I wrote this last year to complement the original post by Jason Chestnut, which you will also find below.
This adaptation, showing how God is found in dirty rags used to wipe up Slurpees and those awful 7-Eleven hot dog juices stopped me short.
This birth was not in a pristine birthing room at Scripps La Jolla. Nor was it in a warm home with a midwife and a doula and scented candles enchanting, with loved ones present to receive the Blessed child.
Their donkey was a feral dog, their sheep were rats.
Mary wore jeans she hadn’t been able to zip up in months. Joseph’s tattoos, visible through his stained white T-shirt and plaid Pendleton,
trembled as he held this baby–so very tiny, but he was consumed and aware with the weight of the gift Mary had birthed.
The shepherds, the custodians who cleaned the office building next door came, and the prostitutes all three of them in their gaudy finery, who spouted wisdom in the dirty Denny’s down the street after their work was done for the night, brought bearing gifts, their favorite gold earrings, the perfume they sometimes used to cover what the world would call shame, and glitter in all the colors iridescent silver purple for the royalty green for New Beginning red for fire.
The assistant night manager of the 7-Eleven brought out pizza and big gulps for everyone and they communed together.
And the poor people in the Forgotten part of University Avenue that had not yet been gentrified, not yet filled with $10 tacos and single malt scotch and shared workspaces and trendy salons; the poor people who were coming home from the third shift oh, the poor people waiting for the bus outside the 7-Eleven, they all felt a shift in the air and the brightness of a star above them and they were both chilled and warmed and knew to their marrow that there was a Presence that loved them too.
That night, they also received a taste of the pizza and the Big Gulp.
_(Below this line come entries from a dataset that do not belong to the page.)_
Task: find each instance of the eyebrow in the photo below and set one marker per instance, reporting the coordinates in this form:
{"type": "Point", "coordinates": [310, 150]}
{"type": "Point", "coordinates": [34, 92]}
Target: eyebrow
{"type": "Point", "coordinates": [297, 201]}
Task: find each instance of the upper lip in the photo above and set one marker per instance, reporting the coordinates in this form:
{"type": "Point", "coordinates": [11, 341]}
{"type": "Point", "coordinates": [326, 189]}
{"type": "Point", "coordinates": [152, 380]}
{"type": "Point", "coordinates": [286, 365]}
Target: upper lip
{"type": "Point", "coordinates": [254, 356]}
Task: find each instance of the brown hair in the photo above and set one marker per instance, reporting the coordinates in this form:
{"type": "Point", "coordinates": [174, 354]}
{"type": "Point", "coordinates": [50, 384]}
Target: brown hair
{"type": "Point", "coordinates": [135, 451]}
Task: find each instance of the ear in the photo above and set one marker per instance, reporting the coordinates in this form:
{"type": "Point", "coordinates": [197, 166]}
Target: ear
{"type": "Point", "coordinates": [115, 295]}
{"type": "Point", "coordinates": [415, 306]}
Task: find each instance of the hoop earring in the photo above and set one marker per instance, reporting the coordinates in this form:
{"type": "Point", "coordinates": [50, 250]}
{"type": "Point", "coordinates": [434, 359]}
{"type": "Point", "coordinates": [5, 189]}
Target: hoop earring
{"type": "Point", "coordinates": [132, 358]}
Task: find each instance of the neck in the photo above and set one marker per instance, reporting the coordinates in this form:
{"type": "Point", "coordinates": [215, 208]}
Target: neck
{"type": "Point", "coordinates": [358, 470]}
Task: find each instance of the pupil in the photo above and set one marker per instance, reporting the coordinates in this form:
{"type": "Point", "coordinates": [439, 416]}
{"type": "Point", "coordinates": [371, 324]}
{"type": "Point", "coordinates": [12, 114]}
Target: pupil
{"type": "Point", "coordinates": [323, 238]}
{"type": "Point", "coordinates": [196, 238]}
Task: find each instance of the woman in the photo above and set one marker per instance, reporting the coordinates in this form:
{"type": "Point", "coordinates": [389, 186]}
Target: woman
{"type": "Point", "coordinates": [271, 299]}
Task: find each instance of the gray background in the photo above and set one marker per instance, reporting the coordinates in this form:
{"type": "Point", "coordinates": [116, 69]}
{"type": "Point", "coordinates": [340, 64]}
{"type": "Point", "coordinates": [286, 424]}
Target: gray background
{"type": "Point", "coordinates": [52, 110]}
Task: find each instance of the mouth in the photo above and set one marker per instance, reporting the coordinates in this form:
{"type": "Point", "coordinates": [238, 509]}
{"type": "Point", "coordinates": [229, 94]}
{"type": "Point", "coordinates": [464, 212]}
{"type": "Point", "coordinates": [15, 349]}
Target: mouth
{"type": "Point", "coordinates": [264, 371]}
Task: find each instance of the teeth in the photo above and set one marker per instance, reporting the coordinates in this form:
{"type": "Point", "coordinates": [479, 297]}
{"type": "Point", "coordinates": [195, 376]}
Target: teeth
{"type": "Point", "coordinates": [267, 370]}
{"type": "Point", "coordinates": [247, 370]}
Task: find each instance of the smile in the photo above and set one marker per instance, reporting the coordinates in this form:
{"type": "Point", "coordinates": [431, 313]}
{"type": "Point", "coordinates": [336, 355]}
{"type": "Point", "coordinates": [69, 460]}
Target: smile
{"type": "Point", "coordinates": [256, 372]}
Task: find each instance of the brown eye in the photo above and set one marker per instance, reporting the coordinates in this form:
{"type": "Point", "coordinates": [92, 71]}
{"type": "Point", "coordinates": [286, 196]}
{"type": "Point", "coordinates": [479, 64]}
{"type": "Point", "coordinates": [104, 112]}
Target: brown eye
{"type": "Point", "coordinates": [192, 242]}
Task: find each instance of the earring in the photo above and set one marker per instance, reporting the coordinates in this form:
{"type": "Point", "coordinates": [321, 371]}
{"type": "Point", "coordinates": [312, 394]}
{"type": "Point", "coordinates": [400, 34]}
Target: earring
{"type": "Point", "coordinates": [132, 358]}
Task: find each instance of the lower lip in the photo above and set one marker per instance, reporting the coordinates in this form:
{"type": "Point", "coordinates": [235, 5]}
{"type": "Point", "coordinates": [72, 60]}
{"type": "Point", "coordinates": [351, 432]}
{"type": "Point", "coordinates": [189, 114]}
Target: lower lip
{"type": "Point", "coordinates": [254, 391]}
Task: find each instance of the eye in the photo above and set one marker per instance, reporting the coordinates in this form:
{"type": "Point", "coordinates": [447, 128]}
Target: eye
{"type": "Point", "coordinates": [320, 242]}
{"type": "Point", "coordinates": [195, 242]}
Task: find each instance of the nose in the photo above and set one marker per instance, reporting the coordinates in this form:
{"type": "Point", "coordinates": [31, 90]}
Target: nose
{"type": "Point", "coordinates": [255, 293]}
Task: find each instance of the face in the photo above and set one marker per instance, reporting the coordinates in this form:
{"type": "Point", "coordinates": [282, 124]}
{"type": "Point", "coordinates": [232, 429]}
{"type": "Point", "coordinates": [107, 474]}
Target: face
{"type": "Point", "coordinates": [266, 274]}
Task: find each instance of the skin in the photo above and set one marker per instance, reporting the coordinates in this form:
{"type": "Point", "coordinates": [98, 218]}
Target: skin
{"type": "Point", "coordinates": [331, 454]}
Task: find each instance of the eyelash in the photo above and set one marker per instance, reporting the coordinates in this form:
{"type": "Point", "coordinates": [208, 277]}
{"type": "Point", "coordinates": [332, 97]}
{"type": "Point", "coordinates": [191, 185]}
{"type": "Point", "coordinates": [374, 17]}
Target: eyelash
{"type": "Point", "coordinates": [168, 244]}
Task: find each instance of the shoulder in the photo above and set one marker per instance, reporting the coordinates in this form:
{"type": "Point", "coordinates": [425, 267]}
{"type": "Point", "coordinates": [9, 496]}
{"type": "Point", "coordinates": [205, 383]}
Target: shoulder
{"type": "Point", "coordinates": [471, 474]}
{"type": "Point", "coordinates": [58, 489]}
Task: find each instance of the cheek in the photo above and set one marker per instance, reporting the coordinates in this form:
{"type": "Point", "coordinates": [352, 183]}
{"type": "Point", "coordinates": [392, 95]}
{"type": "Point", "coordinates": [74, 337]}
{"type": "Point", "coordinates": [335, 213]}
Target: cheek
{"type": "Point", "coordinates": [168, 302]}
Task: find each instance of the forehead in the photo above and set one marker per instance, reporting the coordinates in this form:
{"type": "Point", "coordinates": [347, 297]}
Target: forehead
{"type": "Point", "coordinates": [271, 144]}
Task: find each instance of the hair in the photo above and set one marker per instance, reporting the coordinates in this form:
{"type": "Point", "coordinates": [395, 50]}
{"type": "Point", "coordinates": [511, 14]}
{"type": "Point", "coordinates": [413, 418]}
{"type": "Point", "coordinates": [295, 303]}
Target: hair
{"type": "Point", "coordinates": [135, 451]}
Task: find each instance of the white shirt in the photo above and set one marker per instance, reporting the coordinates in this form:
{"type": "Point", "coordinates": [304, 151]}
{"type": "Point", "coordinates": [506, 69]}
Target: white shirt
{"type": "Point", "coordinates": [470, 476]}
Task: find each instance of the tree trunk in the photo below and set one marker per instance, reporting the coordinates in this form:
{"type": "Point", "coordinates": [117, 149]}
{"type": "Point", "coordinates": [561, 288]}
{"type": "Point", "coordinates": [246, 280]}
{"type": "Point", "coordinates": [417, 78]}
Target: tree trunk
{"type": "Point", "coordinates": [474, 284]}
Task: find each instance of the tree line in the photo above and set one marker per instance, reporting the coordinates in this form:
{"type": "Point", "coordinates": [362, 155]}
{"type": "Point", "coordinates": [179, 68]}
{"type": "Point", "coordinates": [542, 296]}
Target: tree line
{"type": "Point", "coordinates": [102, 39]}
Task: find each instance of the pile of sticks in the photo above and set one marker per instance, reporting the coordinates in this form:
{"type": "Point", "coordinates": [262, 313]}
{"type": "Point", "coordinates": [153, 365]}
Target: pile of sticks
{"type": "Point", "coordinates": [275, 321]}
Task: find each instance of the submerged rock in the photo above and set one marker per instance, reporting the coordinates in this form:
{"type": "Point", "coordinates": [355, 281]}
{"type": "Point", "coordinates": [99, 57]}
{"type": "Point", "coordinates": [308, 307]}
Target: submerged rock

And they were fed and filled.
And then the bus came and they went home, back to the two bedroom apartment they shared with the 10 people, back to the Johns and the hecklers, back to dumping the trash and cleaning the elevators for the workers who would come tomorrow completely unaware of the miracle that had happened behind the dumpster right below their cubicles.
Nothing changed.
But everything changed.
Merry Christmas.
___________
From Jason Chestnut:
In those days, a decree went out, an order from the rich and powerful, the ones with means, the rulers and despots: it said that the whole world should be registered, put on lists, placed under tighter surveillance.
Everyone went to their own towns to be registered. Joseph went also, from the town of Nazareth in the Galilee, south to Judea, to the city of David called “House of Bread” (bet-lechem), because he was descended from the house and family of David (this is a big deal).
He went to the forced registration with Mary –– a pregnant teenager he wasn’t even married to, y’all — and while they were in Bethlehem, the kid started really kicking. Mary’s water broke. The time had come.
And she screamed and breathed and screamed again, and finally her firstborn child came out of her, breathing on their own for the first time, given new life in a broken and beautiful world.
She wrapped him in dirty rags and put him in a manger, next to a filthy dumpster behind a sketchy 7Eleven –– because in that town there was no room. Door after door had been shut in their face, accompanied by barely audible mumblings, something about “illegals” and a “wall” and “ruining our country.”
Now in that same region, there were homeless sharecroppers living in the fields, keeping watch over their crops by night. The lowest of the low. And yet, suddenly, an angel of the Lord stood before them, and the glory of the Lord shown around them…and they were terrified.
But the angel said, “Don’t be afraid! I’m bringing you good news! Of great joy –– to you is born, today, in the city of David, a Savior who is the Christ, the Lord.”
The sharecroppers stood, dumbfounded. “To us?”
“Yes,” the angel smiled. “To you. Not to kings or powers or principalities. This news is for you. And this will be a sign — you’ll find a dribbling, farting baby wrapped in dirty rags out behind the 7Eleven. This is where God Herself has chosen to make a home. Right here. Today.”
Well, after this surreal scene, the sharecroppers flat out ran and found Mary, and Joseph, and that tiny li’l baby, wrapped in dirty rags out behind the 7Eleven. When they saw this, they made known what had been told them about this child — and everyone who heard it was amazed at what these homeless sharecroppers told them.
But Mary, with a knowing and humble grin, treasured all these words and pondered them in her heart.
The sharecroppers returned, glorifying and praising God — YES!!! — for all they had heard and seen, as it had been told to them. Yes, them.